More businesses are probing their counterparts from the outside by hiring firms like BitSight, SecurityScorecard and Accenture Security to administer the security equivalent of a pop quiz. By considering publicly accessible factors such as whether a partner has patched known vulnerabilities, or if their data is for sale on cybercriminal forums, information security leaders can reasonably determine if a partner is taking steps to prevent data breaches.
“What’s on my mind is how assessments are moving from an event basis, like when we buy something where we go interrogate clients, toward a more pervasive monitoring model,” said Brent Maher, CISO at Johnson Financial Group. “When I’m talking to other CISOs from small, medium, or large companies, everybody is moving in the same direction.”
Wisconsin-based Johnson has used SecurityScorecard for two years in order to gauge the way partners protect information. SecurityScorecard assembles a risk score for every company it tracks, based on factors including DNS security, endpoint protection, patching policies, business reputation, social engineering tests and data loss prevention, among others.
As measuring risk becomes a business model, companies whose revenue comes from being part of the supply chain now know business partners are watching them closer than ever before.
“One of the most critical business dynamics that’s taken place over the past five years is businesses holding each other accountable for cybersecurity,” said Jacob Olcott, vice president at BitSight. “Market participants are holding each other accountable but, my god, have you ever tried to figure out a questionnaire? It’s completely subjective, so in an ideal world it would be a combination of security ratings plus the results of assessments or documentation.”

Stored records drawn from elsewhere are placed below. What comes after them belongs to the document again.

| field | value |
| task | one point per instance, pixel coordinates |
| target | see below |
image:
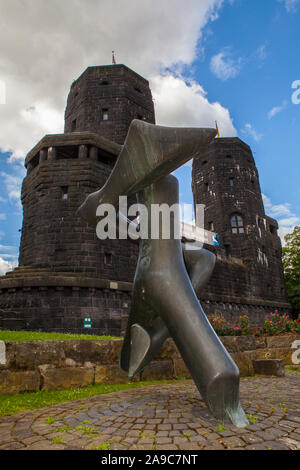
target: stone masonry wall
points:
(55, 365)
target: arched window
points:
(237, 224)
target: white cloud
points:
(12, 183)
(290, 5)
(261, 52)
(182, 103)
(46, 45)
(6, 266)
(224, 66)
(287, 219)
(277, 109)
(249, 130)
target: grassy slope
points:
(40, 336)
(10, 404)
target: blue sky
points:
(230, 60)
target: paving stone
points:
(165, 413)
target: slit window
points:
(65, 193)
(105, 114)
(237, 224)
(108, 259)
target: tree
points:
(291, 265)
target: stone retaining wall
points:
(57, 365)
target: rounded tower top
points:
(105, 99)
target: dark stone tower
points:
(104, 100)
(66, 273)
(248, 278)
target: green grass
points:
(11, 404)
(40, 336)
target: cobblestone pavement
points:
(163, 417)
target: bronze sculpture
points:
(164, 302)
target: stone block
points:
(31, 354)
(229, 343)
(116, 347)
(16, 382)
(168, 351)
(274, 367)
(280, 341)
(8, 355)
(68, 377)
(158, 371)
(244, 361)
(238, 343)
(95, 351)
(111, 374)
(284, 354)
(180, 369)
(260, 342)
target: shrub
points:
(244, 324)
(276, 323)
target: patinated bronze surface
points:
(164, 302)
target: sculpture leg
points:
(162, 285)
(146, 335)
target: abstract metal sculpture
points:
(164, 302)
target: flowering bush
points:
(221, 326)
(274, 324)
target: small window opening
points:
(65, 193)
(108, 259)
(237, 224)
(105, 114)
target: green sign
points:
(87, 322)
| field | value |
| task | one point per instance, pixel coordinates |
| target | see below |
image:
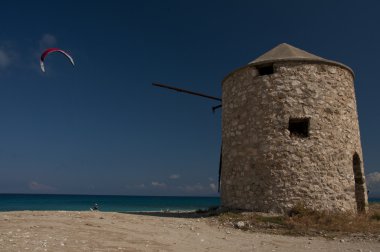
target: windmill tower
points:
(291, 135)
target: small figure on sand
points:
(95, 207)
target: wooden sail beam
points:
(187, 91)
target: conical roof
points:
(286, 52)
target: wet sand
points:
(107, 231)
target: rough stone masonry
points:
(291, 136)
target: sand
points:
(106, 231)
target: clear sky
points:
(101, 128)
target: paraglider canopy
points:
(51, 50)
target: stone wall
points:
(267, 169)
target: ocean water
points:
(20, 202)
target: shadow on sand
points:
(172, 214)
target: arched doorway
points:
(359, 184)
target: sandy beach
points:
(108, 231)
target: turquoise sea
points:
(20, 202)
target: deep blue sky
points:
(101, 128)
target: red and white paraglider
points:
(51, 50)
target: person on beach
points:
(95, 207)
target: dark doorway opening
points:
(359, 183)
(299, 127)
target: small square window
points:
(265, 70)
(299, 127)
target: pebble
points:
(240, 224)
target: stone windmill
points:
(290, 135)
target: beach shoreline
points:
(147, 231)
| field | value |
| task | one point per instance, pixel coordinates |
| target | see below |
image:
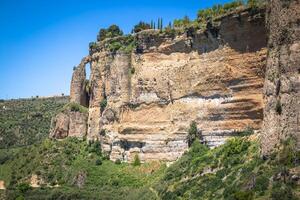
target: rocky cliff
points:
(282, 85)
(144, 101)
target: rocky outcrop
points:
(78, 92)
(282, 83)
(69, 124)
(143, 102)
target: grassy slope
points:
(232, 171)
(238, 173)
(59, 162)
(27, 121)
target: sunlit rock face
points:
(143, 102)
(69, 124)
(282, 83)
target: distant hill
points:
(27, 121)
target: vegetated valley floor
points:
(74, 169)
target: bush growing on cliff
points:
(140, 27)
(192, 133)
(110, 32)
(136, 161)
(75, 107)
(103, 104)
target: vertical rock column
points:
(78, 93)
(282, 82)
(97, 94)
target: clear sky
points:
(41, 40)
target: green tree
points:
(141, 26)
(192, 133)
(110, 32)
(136, 161)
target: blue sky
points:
(41, 40)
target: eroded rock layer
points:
(282, 84)
(143, 102)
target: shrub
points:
(95, 147)
(136, 161)
(278, 107)
(132, 70)
(110, 32)
(75, 107)
(118, 162)
(140, 27)
(103, 104)
(98, 162)
(288, 155)
(244, 195)
(192, 133)
(23, 187)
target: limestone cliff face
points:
(78, 93)
(282, 84)
(69, 124)
(143, 102)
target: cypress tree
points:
(158, 23)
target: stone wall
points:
(282, 83)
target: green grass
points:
(239, 173)
(59, 162)
(27, 121)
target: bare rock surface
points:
(143, 102)
(282, 83)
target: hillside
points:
(27, 121)
(72, 169)
(201, 109)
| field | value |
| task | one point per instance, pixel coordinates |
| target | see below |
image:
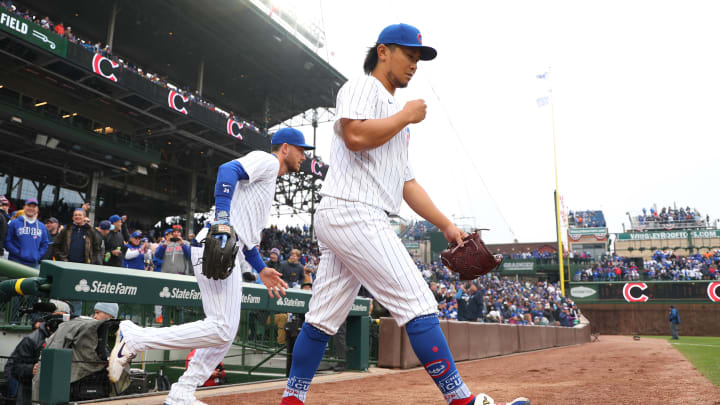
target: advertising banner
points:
(664, 235)
(33, 33)
(577, 233)
(74, 281)
(518, 267)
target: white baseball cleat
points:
(485, 399)
(119, 358)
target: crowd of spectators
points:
(664, 265)
(501, 300)
(586, 219)
(96, 47)
(670, 217)
(418, 230)
(548, 257)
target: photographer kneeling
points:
(23, 362)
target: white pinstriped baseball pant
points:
(359, 247)
(212, 336)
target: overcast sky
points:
(635, 91)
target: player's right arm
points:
(362, 135)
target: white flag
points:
(543, 101)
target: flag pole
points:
(561, 267)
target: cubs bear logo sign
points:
(100, 67)
(713, 291)
(630, 292)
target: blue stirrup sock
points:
(307, 355)
(430, 346)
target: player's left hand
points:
(273, 282)
(454, 234)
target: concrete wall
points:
(652, 319)
(471, 340)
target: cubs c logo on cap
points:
(631, 295)
(712, 291)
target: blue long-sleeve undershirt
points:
(228, 175)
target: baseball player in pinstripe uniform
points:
(244, 193)
(369, 177)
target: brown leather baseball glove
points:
(471, 259)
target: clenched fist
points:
(415, 110)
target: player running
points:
(368, 179)
(243, 197)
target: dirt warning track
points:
(614, 370)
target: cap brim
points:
(427, 53)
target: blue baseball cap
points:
(406, 35)
(290, 136)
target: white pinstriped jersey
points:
(252, 199)
(375, 177)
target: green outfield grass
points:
(703, 352)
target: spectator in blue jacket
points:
(134, 257)
(27, 238)
(674, 319)
(173, 255)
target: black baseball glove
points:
(219, 253)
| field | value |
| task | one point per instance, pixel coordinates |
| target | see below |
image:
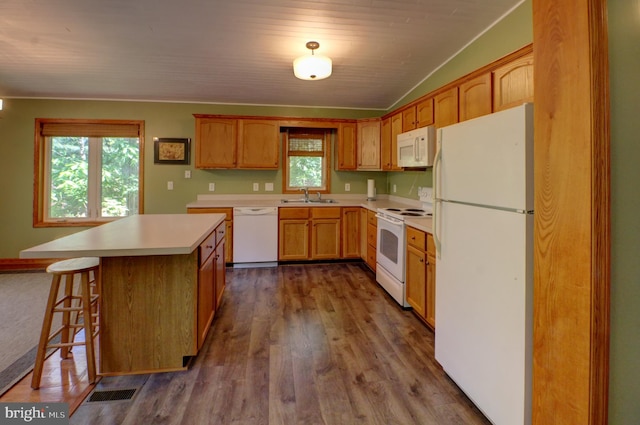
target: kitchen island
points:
(162, 276)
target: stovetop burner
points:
(400, 213)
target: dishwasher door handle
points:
(255, 211)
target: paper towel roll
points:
(371, 189)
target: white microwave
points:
(416, 148)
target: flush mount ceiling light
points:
(312, 67)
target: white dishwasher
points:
(255, 236)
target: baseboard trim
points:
(21, 264)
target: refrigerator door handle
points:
(438, 202)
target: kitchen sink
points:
(322, 201)
(309, 201)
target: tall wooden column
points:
(572, 202)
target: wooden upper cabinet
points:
(396, 128)
(446, 108)
(216, 143)
(385, 144)
(409, 119)
(475, 97)
(258, 144)
(346, 146)
(513, 83)
(424, 113)
(368, 145)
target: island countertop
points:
(136, 235)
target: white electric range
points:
(390, 255)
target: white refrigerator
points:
(483, 222)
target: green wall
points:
(487, 48)
(624, 62)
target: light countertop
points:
(137, 235)
(421, 223)
(230, 201)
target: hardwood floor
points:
(299, 344)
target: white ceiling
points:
(232, 51)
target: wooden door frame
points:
(572, 212)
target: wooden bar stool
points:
(72, 306)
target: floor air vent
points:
(105, 396)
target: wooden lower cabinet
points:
(157, 309)
(228, 257)
(308, 233)
(350, 232)
(372, 239)
(420, 275)
(293, 234)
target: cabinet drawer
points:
(227, 211)
(220, 232)
(372, 236)
(207, 247)
(431, 245)
(416, 238)
(325, 212)
(371, 257)
(293, 212)
(371, 218)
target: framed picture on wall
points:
(171, 150)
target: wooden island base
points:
(148, 313)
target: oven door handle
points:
(390, 219)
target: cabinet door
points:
(351, 232)
(368, 145)
(220, 273)
(513, 83)
(385, 144)
(293, 240)
(409, 119)
(258, 144)
(424, 112)
(415, 279)
(430, 313)
(446, 108)
(346, 147)
(216, 143)
(206, 297)
(475, 97)
(363, 233)
(325, 239)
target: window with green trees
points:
(91, 171)
(307, 161)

The scorecard model seems to be having a positive effect. Johnson Financial works with two vendors, a financial technology company with roughly 10,000 employees and an email filtering company about half that size, that dramatically have improved their scores over the past two years, Maher said. Maher suggested the upgrades were the result of peer pressure exerted by other companies unwilling to assume risk from the fintech and email firms.
“Patching cadence and network security typically were issues with those two,” he said. “As more customers started to track them, we’ve noticed the scores go from a low C or D to a strong B or an A.”